Al respecto, la diputada Alejandra Sepúlveda (PRI) señaló que “he informado a la subdirectora de la DGA (Dirección General de Aguas) de los problemas que genera la empresa y cómo han vulnerado la Ley del Código de Aguas. Por tanto, solicité que no se haga la recepción final del proyecto”.

Carlos Echazarreta señaló que las centrales “están afectando el legítimo derecho de aprovechamiento de agua de los agricultores”.
Agregó que en la compañía de generación eléctrica “no tienen derechos de aprovechamiento de aguas y se realizó un acuerdo para que iniciaran el proyecto, siempre y cuando, no afecten a terceras personas, pero el proyecto está dañando a los regantes del Valle de Colchagua. Hemos solicitado que se vigile el caudal y que no se realice la recepción el proyecto final”, reiteró.

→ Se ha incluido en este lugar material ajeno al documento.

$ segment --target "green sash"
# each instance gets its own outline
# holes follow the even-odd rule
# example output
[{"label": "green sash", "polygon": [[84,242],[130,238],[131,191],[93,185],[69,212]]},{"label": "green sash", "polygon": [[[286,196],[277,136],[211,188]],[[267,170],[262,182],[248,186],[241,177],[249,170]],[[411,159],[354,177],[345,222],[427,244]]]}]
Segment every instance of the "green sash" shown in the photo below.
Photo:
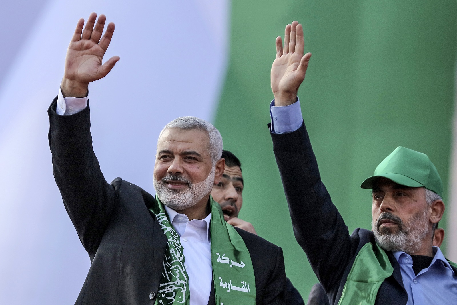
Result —
[{"label": "green sash", "polygon": [[379,245],[365,244],[356,257],[338,305],[373,305],[381,284],[393,272],[387,253]]},{"label": "green sash", "polygon": [[365,244],[356,257],[338,305],[373,305],[381,284],[393,272],[386,252],[377,243]]},{"label": "green sash", "polygon": [[[156,196],[150,208],[168,239],[164,270],[156,305],[188,305],[188,277],[180,237],[170,224],[163,204]],[[216,305],[255,304],[255,279],[251,257],[235,228],[224,221],[219,204],[210,196],[211,265]]]}]

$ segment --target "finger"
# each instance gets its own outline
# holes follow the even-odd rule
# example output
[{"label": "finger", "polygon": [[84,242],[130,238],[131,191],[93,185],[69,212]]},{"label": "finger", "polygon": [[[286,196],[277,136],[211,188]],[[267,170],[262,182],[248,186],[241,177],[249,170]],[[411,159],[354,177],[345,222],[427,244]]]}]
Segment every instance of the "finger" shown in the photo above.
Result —
[{"label": "finger", "polygon": [[282,39],[281,36],[276,37],[276,58],[282,56]]},{"label": "finger", "polygon": [[94,24],[95,23],[95,20],[97,19],[97,13],[92,12],[89,15],[87,18],[87,23],[84,27],[84,31],[83,31],[83,35],[81,36],[82,39],[89,39],[90,38],[90,34],[92,34],[92,30],[94,28]]},{"label": "finger", "polygon": [[106,49],[110,45],[111,41],[111,38],[113,36],[113,33],[114,32],[114,23],[110,22],[106,26],[106,30],[105,31],[105,35],[100,40],[100,42],[98,44],[102,49],[106,51]]},{"label": "finger", "polygon": [[105,27],[105,21],[106,20],[106,16],[102,14],[98,16],[98,20],[97,21],[94,31],[90,35],[90,40],[96,43],[98,43],[101,37],[101,34],[103,33],[103,28]]},{"label": "finger", "polygon": [[81,33],[83,31],[83,26],[84,26],[84,18],[80,18],[76,23],[76,28],[74,29],[74,33],[73,36],[71,37],[71,41],[77,41],[81,39]]},{"label": "finger", "polygon": [[303,56],[301,60],[300,61],[300,65],[297,68],[295,73],[297,78],[301,79],[301,82],[303,82],[305,79],[306,70],[308,68],[308,64],[309,63],[309,59],[311,58],[312,55],[311,53],[307,53]]},{"label": "finger", "polygon": [[227,222],[227,223],[231,224],[232,226],[239,226],[241,224],[242,222],[240,221],[241,219],[238,218],[236,217],[234,217],[228,221]]},{"label": "finger", "polygon": [[298,24],[297,25],[297,42],[295,44],[295,53],[300,55],[303,55],[305,49],[305,39],[303,35],[303,26]]},{"label": "finger", "polygon": [[284,33],[284,53],[287,54],[289,52],[289,41],[290,40],[290,28],[292,25],[288,24],[286,26],[286,33]]},{"label": "finger", "polygon": [[106,74],[109,73],[109,72],[111,71],[111,69],[113,68],[114,67],[114,65],[121,58],[119,56],[113,56],[112,57],[108,59],[106,61],[106,62],[102,65],[99,68],[99,74],[100,76],[100,78],[104,78],[106,76]]},{"label": "finger", "polygon": [[293,53],[295,52],[295,43],[297,41],[297,25],[298,24],[297,21],[292,22],[290,27],[290,42],[289,43],[289,52]]}]

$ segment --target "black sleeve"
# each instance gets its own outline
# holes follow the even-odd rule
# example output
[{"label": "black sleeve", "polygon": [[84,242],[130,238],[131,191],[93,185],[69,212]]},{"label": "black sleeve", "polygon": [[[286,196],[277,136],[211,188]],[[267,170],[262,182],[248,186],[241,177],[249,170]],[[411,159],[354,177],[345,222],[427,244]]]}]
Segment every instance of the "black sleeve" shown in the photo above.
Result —
[{"label": "black sleeve", "polygon": [[308,305],[330,305],[329,297],[320,283],[314,284],[311,288],[308,297]]},{"label": "black sleeve", "polygon": [[54,177],[65,209],[88,252],[98,247],[116,202],[92,147],[89,103],[71,115],[56,113],[56,97],[48,110],[48,137]]},{"label": "black sleeve", "polygon": [[305,305],[302,295],[287,278],[286,281],[286,304],[287,305]]},{"label": "black sleeve", "polygon": [[321,181],[304,124],[271,135],[295,238],[326,291],[335,292],[357,243]]}]

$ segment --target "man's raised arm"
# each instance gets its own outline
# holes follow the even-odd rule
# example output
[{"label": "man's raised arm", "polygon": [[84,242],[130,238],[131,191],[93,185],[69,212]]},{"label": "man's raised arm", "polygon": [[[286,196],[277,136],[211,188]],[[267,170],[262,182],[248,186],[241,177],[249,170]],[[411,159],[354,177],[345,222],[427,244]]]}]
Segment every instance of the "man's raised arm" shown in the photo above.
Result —
[{"label": "man's raised arm", "polygon": [[270,128],[275,155],[295,237],[326,290],[335,293],[357,244],[321,181],[303,123],[297,92],[311,54],[303,55],[302,25],[288,25],[285,38],[283,48],[281,37],[276,39],[271,67],[275,99]]},{"label": "man's raised arm", "polygon": [[116,194],[105,181],[92,148],[87,99],[80,111],[70,114],[66,113],[66,105],[61,103],[67,101],[59,101],[58,106],[58,99],[71,97],[67,98],[73,98],[70,102],[74,102],[78,100],[74,98],[87,97],[89,83],[104,77],[119,60],[115,56],[102,64],[114,24],[108,25],[102,37],[106,17],[100,15],[94,27],[96,16],[95,13],[90,14],[84,31],[84,20],[78,21],[67,52],[61,92],[48,110],[54,176],[69,216],[90,253],[98,246],[111,216]]}]

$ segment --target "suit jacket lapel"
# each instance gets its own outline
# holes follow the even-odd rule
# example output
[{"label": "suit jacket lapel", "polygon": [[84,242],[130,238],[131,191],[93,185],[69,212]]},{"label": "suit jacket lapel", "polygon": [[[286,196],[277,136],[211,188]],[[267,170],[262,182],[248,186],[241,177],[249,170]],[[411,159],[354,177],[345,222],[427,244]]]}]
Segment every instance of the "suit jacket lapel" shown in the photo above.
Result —
[{"label": "suit jacket lapel", "polygon": [[208,305],[214,305],[216,304],[216,295],[214,294],[214,278],[211,276],[211,290],[209,293]]},{"label": "suit jacket lapel", "polygon": [[[393,256],[393,253],[392,253],[392,251],[386,251],[386,253],[389,258],[390,264],[393,267],[393,273],[392,274],[392,276],[400,284],[402,288],[404,290],[404,286],[403,285],[403,279],[401,277],[401,269],[400,269],[400,264],[397,261],[397,259]],[[406,290],[405,291],[406,291]]]}]

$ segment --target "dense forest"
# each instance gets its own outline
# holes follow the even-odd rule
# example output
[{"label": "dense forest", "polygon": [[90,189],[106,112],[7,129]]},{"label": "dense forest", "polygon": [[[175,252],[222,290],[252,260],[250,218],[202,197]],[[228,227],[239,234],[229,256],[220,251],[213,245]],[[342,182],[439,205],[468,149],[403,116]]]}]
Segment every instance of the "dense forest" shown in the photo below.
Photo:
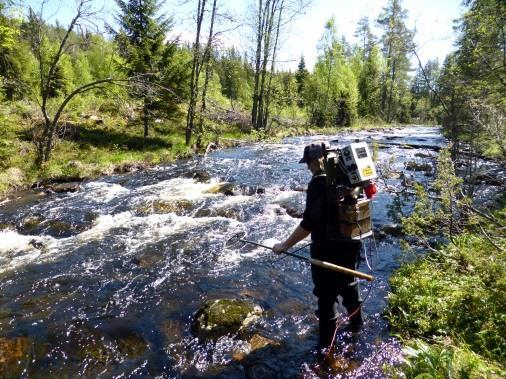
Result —
[{"label": "dense forest", "polygon": [[[375,20],[361,19],[360,43],[353,45],[330,18],[321,25],[314,68],[309,71],[301,56],[295,72],[279,69],[277,57],[281,35],[308,6],[304,1],[255,3],[249,15],[255,21],[241,25],[250,32],[252,51],[221,43],[223,30],[240,21],[219,1],[195,4],[191,44],[167,39],[173,21],[159,14],[159,2],[116,3],[114,22],[99,32],[91,1],[79,1],[65,25],[46,22],[43,6],[20,13],[18,4],[0,2],[3,170],[17,167],[31,180],[69,171],[41,174],[55,148],[67,143],[69,150],[69,141],[86,148],[95,132],[106,135],[96,128],[105,119],[116,150],[151,150],[147,158],[160,147],[172,146],[175,156],[205,148],[224,126],[261,138],[294,133],[289,129],[297,126],[392,122],[442,124],[455,141],[504,157],[501,1],[465,1],[455,51],[442,63],[418,61],[417,67],[415,31],[406,26],[401,1],[389,1]],[[381,35],[372,33],[373,23]],[[31,169],[19,167],[13,157],[19,151],[30,156]]]},{"label": "dense forest", "polygon": [[[31,195],[20,194],[20,198],[26,195],[28,202],[33,200],[33,193],[36,199],[60,195],[55,189],[58,185],[62,185],[61,192],[73,192],[83,179],[136,171],[195,154],[202,154],[205,160],[211,149],[241,142],[278,142],[286,136],[335,135],[359,128],[379,130],[389,140],[396,138],[396,128],[403,126],[441,126],[448,146],[432,146],[434,155],[413,153],[414,157],[421,154],[428,163],[413,161],[404,167],[410,170],[412,164],[411,169],[426,180],[410,182],[404,172],[399,172],[394,178],[398,185],[390,188],[396,197],[389,204],[394,210],[388,212],[395,213],[399,222],[394,225],[398,231],[395,241],[404,246],[407,258],[388,278],[388,305],[382,317],[388,319],[389,331],[403,345],[404,355],[402,372],[385,366],[382,373],[385,377],[407,378],[504,377],[504,0],[462,0],[463,14],[454,21],[454,49],[443,62],[420,58],[420,46],[415,43],[417,32],[408,27],[410,15],[401,0],[387,0],[374,19],[360,19],[354,43],[340,34],[336,19],[330,17],[322,25],[315,25],[321,29],[321,37],[314,47],[318,52],[314,66],[308,67],[305,57],[300,56],[293,71],[284,68],[280,59],[282,44],[290,25],[311,6],[310,0],[251,0],[245,10],[248,13],[243,15],[234,15],[226,1],[182,2],[181,7],[193,7],[192,41],[177,36],[177,9],[168,10],[163,1],[115,0],[114,14],[108,22],[102,21],[104,15],[93,0],[76,0],[72,15],[64,22],[53,21],[49,3],[41,1],[38,8],[31,8],[22,1],[0,0],[0,206],[8,207],[10,195],[29,187],[34,189],[27,192]],[[244,46],[249,49],[225,43],[224,36],[237,30],[241,38],[248,40]],[[378,153],[380,147],[372,147]],[[392,165],[394,158],[390,159]],[[392,170],[388,172],[388,164],[381,174],[395,176]],[[185,161],[177,165],[183,167]],[[480,172],[479,165],[489,166]],[[503,176],[495,175],[498,172]],[[176,178],[181,179],[177,185],[183,186],[182,192],[199,189],[202,184],[191,176],[195,173],[189,174],[184,178],[195,179],[192,187],[184,187],[185,181]],[[209,173],[195,175],[205,182]],[[143,183],[147,188],[153,182]],[[107,192],[110,185],[113,190],[106,195],[122,201],[117,194],[130,189],[124,189],[119,179],[111,183],[95,183],[100,187],[96,193],[91,185],[88,191],[93,195],[89,197],[103,196],[100,190]],[[207,184],[216,188],[206,190],[206,196],[207,191],[220,191],[219,185]],[[482,192],[487,186],[499,193],[498,198],[486,203],[488,208],[480,208],[474,201],[479,185]],[[280,188],[276,191],[284,190]],[[385,184],[384,189],[388,192],[389,186]],[[177,192],[174,188],[171,191]],[[265,188],[244,186],[241,191],[263,194]],[[144,203],[143,194],[151,203]],[[131,234],[137,235],[138,229],[129,230],[123,223],[134,219],[137,228],[145,222],[146,214],[160,211],[177,214],[177,220],[191,218],[184,213],[194,205],[189,200],[167,204],[166,198],[153,200],[149,191],[137,195],[140,200],[134,202],[131,212],[120,207],[119,215],[125,219],[115,220],[118,214],[107,214],[107,208],[104,215],[95,210],[83,213],[84,221],[78,221],[85,225],[83,228],[93,228],[97,220],[117,221],[131,232],[130,238]],[[401,203],[408,199],[412,206],[403,207]],[[403,213],[408,208],[409,212]],[[228,222],[236,209],[229,211],[199,208],[197,214],[207,217],[218,212],[219,221]],[[20,217],[17,212],[11,217],[15,222],[0,223],[0,233],[24,241],[27,250],[35,249],[43,258],[44,249],[50,245],[40,236],[32,239],[34,230],[41,225],[76,228],[74,220],[66,224],[60,219],[46,220],[45,215],[32,214],[32,210],[21,212]],[[197,220],[191,229],[199,232],[201,219]],[[121,233],[120,229],[114,229],[114,233]],[[40,230],[39,234],[47,231]],[[165,233],[168,229],[163,230]],[[149,229],[145,233],[152,234],[158,231]],[[206,234],[211,233],[199,232],[199,237]],[[188,235],[185,237],[194,244]],[[118,251],[113,250],[111,256],[128,250],[123,243],[113,245]],[[93,252],[100,250],[94,244],[90,246]],[[191,256],[193,248],[181,254]],[[11,259],[11,250],[5,249],[8,254],[2,262]],[[143,265],[155,267],[165,256],[159,251],[153,253],[157,250],[154,247],[150,249],[147,258],[128,256],[129,263],[121,262],[118,267],[127,267],[128,275],[132,270],[144,269]],[[165,245],[163,249],[170,250]],[[30,268],[27,272],[30,278]],[[19,279],[17,273],[14,276]],[[134,280],[128,276],[125,288]],[[5,299],[0,296],[0,301]],[[13,304],[18,305],[16,301]],[[26,304],[30,309],[30,303]],[[0,317],[14,320],[21,313],[2,309]],[[1,331],[5,334],[5,329]],[[14,352],[9,356],[10,364],[18,372],[16,362],[22,355],[18,350],[23,348],[18,342],[25,341],[25,336],[14,336],[14,343],[9,340],[10,334],[3,334],[0,363],[9,354],[6,349],[2,355],[2,348],[10,346]],[[99,338],[91,350],[82,354],[106,362],[107,349],[97,341]],[[86,349],[89,346],[81,345]],[[35,355],[25,354],[30,359]],[[1,370],[0,366],[0,374]]]}]

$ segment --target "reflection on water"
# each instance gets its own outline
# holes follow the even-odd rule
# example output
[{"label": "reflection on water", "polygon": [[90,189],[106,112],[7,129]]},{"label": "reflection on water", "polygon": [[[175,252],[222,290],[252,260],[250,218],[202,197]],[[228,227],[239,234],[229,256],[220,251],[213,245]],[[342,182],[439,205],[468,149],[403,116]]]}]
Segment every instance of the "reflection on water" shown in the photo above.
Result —
[{"label": "reflection on water", "polygon": [[[329,139],[387,141],[384,133]],[[423,147],[385,145],[379,160],[395,155],[390,171],[420,159],[416,154],[427,145],[444,143],[438,129],[395,133],[390,142]],[[312,353],[317,320],[309,267],[290,258],[274,262],[259,247],[226,245],[238,232],[268,245],[291,232],[304,208],[300,189],[309,180],[297,162],[304,146],[321,138],[216,151],[204,162],[195,158],[105,177],[75,193],[29,194],[3,204],[0,347],[21,362],[11,365],[10,374],[388,376],[382,367],[401,357],[381,317],[400,252],[396,238],[365,244],[377,278],[372,287],[362,286],[369,293],[366,322],[358,335],[338,333],[336,356],[325,367]],[[409,175],[428,180],[421,172]],[[398,187],[400,180],[384,178],[380,190]],[[397,222],[410,206],[408,198],[401,202],[383,191],[374,201],[374,223]],[[360,269],[368,270],[365,263]],[[248,300],[265,312],[239,334],[193,336],[195,312],[219,298]]]}]

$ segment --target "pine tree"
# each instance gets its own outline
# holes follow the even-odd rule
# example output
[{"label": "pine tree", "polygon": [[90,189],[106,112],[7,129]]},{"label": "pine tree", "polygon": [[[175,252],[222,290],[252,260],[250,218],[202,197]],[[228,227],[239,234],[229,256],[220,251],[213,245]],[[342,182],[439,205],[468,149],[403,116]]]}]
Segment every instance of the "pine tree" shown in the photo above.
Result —
[{"label": "pine tree", "polygon": [[378,18],[383,28],[381,38],[386,57],[386,73],[382,83],[381,111],[387,122],[394,119],[404,121],[406,117],[406,94],[408,91],[408,72],[410,70],[408,53],[412,46],[412,32],[405,24],[407,11],[401,0],[389,0]]},{"label": "pine tree", "polygon": [[[158,17],[161,2],[157,0],[116,0],[120,12],[116,21],[119,31],[113,32],[117,42],[121,71],[134,84],[131,95],[142,101],[142,122],[144,137],[149,134],[149,121],[157,113],[170,115],[174,112],[174,103],[179,96],[174,91],[174,84],[167,83],[170,65],[177,50],[174,42],[165,42],[167,33],[171,29],[171,20]],[[171,88],[172,87],[172,88]],[[166,93],[172,94],[167,103]]]},{"label": "pine tree", "polygon": [[306,62],[304,61],[304,56],[300,57],[299,64],[297,66],[297,71],[295,72],[295,81],[297,83],[297,106],[299,108],[304,107],[304,96],[306,90],[306,80],[309,75],[309,71],[306,69]]}]

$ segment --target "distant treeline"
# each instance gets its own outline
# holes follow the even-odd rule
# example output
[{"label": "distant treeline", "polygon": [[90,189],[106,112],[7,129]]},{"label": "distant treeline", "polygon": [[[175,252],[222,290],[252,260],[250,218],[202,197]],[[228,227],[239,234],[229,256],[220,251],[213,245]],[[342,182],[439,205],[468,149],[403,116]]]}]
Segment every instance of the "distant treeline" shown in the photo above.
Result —
[{"label": "distant treeline", "polygon": [[[180,117],[188,108],[187,137],[198,137],[210,106],[249,112],[259,130],[279,115],[303,116],[322,127],[347,126],[358,118],[443,123],[455,138],[480,130],[490,136],[490,125],[501,117],[504,126],[506,5],[501,0],[464,1],[468,10],[457,26],[457,49],[442,65],[429,60],[412,67],[411,58],[418,57],[414,31],[406,26],[401,1],[389,0],[376,20],[359,21],[360,43],[354,45],[329,19],[322,25],[314,68],[308,71],[301,57],[295,72],[279,70],[276,54],[286,19],[296,13],[288,9],[295,4],[300,10],[307,5],[303,1],[255,5],[250,18],[257,20],[251,27],[256,51],[218,43],[224,22],[218,18],[224,9],[219,1],[196,4],[192,45],[167,41],[171,15],[160,16],[156,0],[116,3],[119,10],[107,33],[112,37],[106,37],[86,28],[84,21],[93,15],[89,1],[81,0],[81,13],[62,26],[49,25],[36,10],[14,17],[9,0],[0,0],[0,101],[37,100],[46,106],[43,118],[53,120],[49,104],[58,109],[55,99],[61,103],[76,88],[96,83],[78,94],[123,96],[142,115],[145,136],[150,120]],[[371,22],[382,35],[372,33]],[[479,141],[475,137],[469,141]],[[501,135],[495,137],[501,141]],[[504,154],[504,142],[499,145]]]}]

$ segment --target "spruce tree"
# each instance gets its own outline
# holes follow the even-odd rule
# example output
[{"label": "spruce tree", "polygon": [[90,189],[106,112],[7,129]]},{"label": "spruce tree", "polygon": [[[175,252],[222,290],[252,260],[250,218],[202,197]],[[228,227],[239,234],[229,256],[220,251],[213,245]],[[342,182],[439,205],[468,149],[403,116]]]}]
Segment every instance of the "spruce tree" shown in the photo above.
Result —
[{"label": "spruce tree", "polygon": [[304,61],[304,56],[300,57],[299,65],[297,66],[297,71],[295,72],[295,81],[297,82],[297,106],[299,108],[304,107],[304,92],[306,88],[306,80],[309,75],[308,70],[306,69],[306,62]]},{"label": "spruce tree", "polygon": [[381,42],[386,58],[386,73],[382,83],[381,110],[387,122],[394,119],[406,121],[409,99],[408,54],[412,49],[412,32],[406,27],[407,11],[401,0],[389,0],[378,18],[378,24],[385,31]]},{"label": "spruce tree", "polygon": [[[142,102],[144,137],[147,137],[150,119],[159,112],[170,115],[179,100],[174,87],[178,87],[180,80],[169,69],[177,47],[165,42],[171,20],[157,16],[161,8],[157,0],[116,0],[116,3],[120,9],[116,15],[120,29],[111,31],[122,58],[118,64],[133,79],[130,94]],[[167,94],[172,96],[167,99]]]}]

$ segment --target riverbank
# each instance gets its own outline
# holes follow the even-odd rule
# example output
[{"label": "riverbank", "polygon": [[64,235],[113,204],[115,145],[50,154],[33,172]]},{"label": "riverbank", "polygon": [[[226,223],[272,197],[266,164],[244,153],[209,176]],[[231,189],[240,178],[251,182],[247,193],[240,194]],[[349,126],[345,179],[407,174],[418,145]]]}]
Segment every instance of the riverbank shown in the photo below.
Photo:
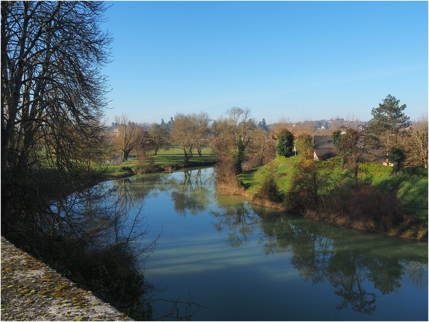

El presidente de la Junta de Vigilancia del río Tinguiririca, Carlos Echazarreta, afirmó que “el proyecto privilegia la generación de energía entre las 18.00 y las 23.00 horas. Es una obra de gran tamaño que maneja los caudales de la cuenca; dos embalses, uno de 1.200 millones de metros cúbicos y otro de 150 mil metros cúbicos, alteran en forma significativa el régimen del agua (…). El proyecto presentado el año 2004 es muy diferente al construido por la empresa. No hay embalse de contrapunta ni by pass para mantener el caudal natural aguas abajo”.
“Están afectando el legítimo derecho de aprovechamiento de agua de los agricultores. No cumplen la normativa, infringiendo los artículos 14 y 15 del Código de Aguas. Son 52 los canales afectados, que riegan 45 mil hectáreas, dañando a 6 mil 500 agricultores”, denunció el presidente de la Junta de Vigilancia del río Tinguiririca.

La diputada Alejandra Sepúlveda solicitó a la DGA que no realice la recepción del proyecto energético, ya que la empresa está dañando la actividad agrícola del Valle de Colchagua.
En tanto, a través de un comunicado la empresa indicó que “las centrales hidroeléctricas de pasada de La Higuera y La Confluencia cuentan con derechos no consuntivos de agua del río Tinguiririca. Para generar energía utilizan el agua que les permiten estos derechos, en cumplimiento con los artículos 14 y 15 del Código de Aguas. Al igual que todas las centrales de su tipo, las centrales hidroeléctricas de paso La Higuera y La Confluencia no consumen agua, sino que la devuelven al río”.
“Desde el inicio de las pruebas se ha mantenido comunicación permanente con los regantes y la autoridad pertinente, dándole a conocer detalles de este proceso. La sequía que afecta a varias zonas del país acentuó el problema y también está perjudicando la generación de energía”, se precisó.